Let $G$ be a finite group. It is stated that
group $G$ is sovable $\iff$ there exists a normal series $$\{e\}=H_s \lhd H_{s-1} \lhd \cdots \lhd H_{1} \lhd H_0 = G$$ such that each quotient group $H_i/H_{i+1}$ is abelian $p_i$-group and each $H_i$ is normal in $G$.
Attempted solution:
"$\Longleftarrow$". Suppose that the normal series with above mentioned property exists. Then, using the fact that $G^{(1)}=[G,G]$ is the smallest normal subgroup with abelian quotient, we have $G^{(1)}\leq H_{1}$. This implies that $G^{(2)}=[G^{(1)},G^{(1)}] \leq [H_{1},H_{1}]\leq H_{2}$ and so on, so we have $G^{(i)} \leq H_{i}$ and hence $G^{(s)} = \{e\}$ which means that $G$ is solvable.
"$\Longrightarrow$". Now let $G$ be a solvable group. Then we have a series $$ \{e\}=G^{(k)} \lhd G^{(k-1)} \lhd \cdots \lhd G^{(1)} \lhd G^{(0)} = G $$ and $G^{(i)}/G^{(i+1)}$ is abelian and hence $$ G^{(i)}/G^{(i+1)} = \mathbb{Z}_{p_1^{m_1}} \oplus \ldots \oplus \mathbb{Z}_{p_s^{m_s}} $$ due to the fundamental theorem of finitely generated abelian groups (finite, in this case). So my guess is that we have to insert some subgroups $Y_1, \ldots, Y_{s-1}$ between $G^{(i)}=Y_0$ and $G^{(i+1)}=Y_s$ in such manner that $Y_j/Y_{j+1} = \mathbb{Z}_{p_j^{m_j}}$, but I'm not sure how to do it properly, so that's my question. Thank you in advance!
A solvable group is one in which there is a sub-normal series $$G=N_0\geq N_1\geq N_2\geq\cdots\geq N_k=\{1\}$$ such that $N_i/N_{i+1}$ is abelian. (Sub-normal means $N_{i+1}$ is normal in $N_i$, but not necessarily in the whole group. Normal series usually refer to series in which each $N_i\lhd G$)

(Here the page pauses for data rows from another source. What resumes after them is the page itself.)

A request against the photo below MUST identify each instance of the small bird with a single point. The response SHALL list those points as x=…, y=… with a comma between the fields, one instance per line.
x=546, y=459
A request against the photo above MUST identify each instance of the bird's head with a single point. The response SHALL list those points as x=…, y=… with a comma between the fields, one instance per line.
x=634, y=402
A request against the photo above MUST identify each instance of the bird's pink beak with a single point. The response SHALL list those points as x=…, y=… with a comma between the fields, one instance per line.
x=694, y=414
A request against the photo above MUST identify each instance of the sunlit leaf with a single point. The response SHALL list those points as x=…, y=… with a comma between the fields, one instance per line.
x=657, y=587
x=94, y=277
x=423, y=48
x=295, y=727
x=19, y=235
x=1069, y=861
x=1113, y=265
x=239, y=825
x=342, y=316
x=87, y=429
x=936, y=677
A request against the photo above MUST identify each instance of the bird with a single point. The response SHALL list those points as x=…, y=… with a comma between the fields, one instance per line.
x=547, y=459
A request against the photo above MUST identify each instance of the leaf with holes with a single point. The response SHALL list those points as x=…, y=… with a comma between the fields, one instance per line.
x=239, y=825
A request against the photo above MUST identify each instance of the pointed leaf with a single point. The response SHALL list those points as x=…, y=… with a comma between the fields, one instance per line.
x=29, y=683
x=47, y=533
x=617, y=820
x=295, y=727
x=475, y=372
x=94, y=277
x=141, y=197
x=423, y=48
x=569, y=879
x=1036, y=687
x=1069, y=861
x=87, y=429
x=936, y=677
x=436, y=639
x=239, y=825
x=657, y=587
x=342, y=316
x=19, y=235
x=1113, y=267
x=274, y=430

Now, given this definition, $\Leftarrow$ is clear.
Your guess in the other direction is correct. For each $i$, you have $N_i/N_{i+1}\cong\bigoplus_{j=1}^{M_i}\mathbb{Z}_{p_j}^{n_j}$. We therefore have a series $$N_i/N_{i+1}=L_{i,0}\geq L_{i,1}\geq\cdots\geq L_{i,M_i}=\{N_{i+1}\}$$ Where $L_k=\bigoplus_{j=1}^{M_i-k}\mathbb{Z}_{p_j}^{n_j}$. Using the correspondence theorem, you get a series of subgroups $$N_i= \tilde{L}_{i,0}\geq\tilde{L}_{i,1}\geq\cdots\geq\tilde{L}_{i,M_i}=N_{i+1}$$ such that $\tilde{L}_{i,k}/N_{i+1}=L_{i,k}$.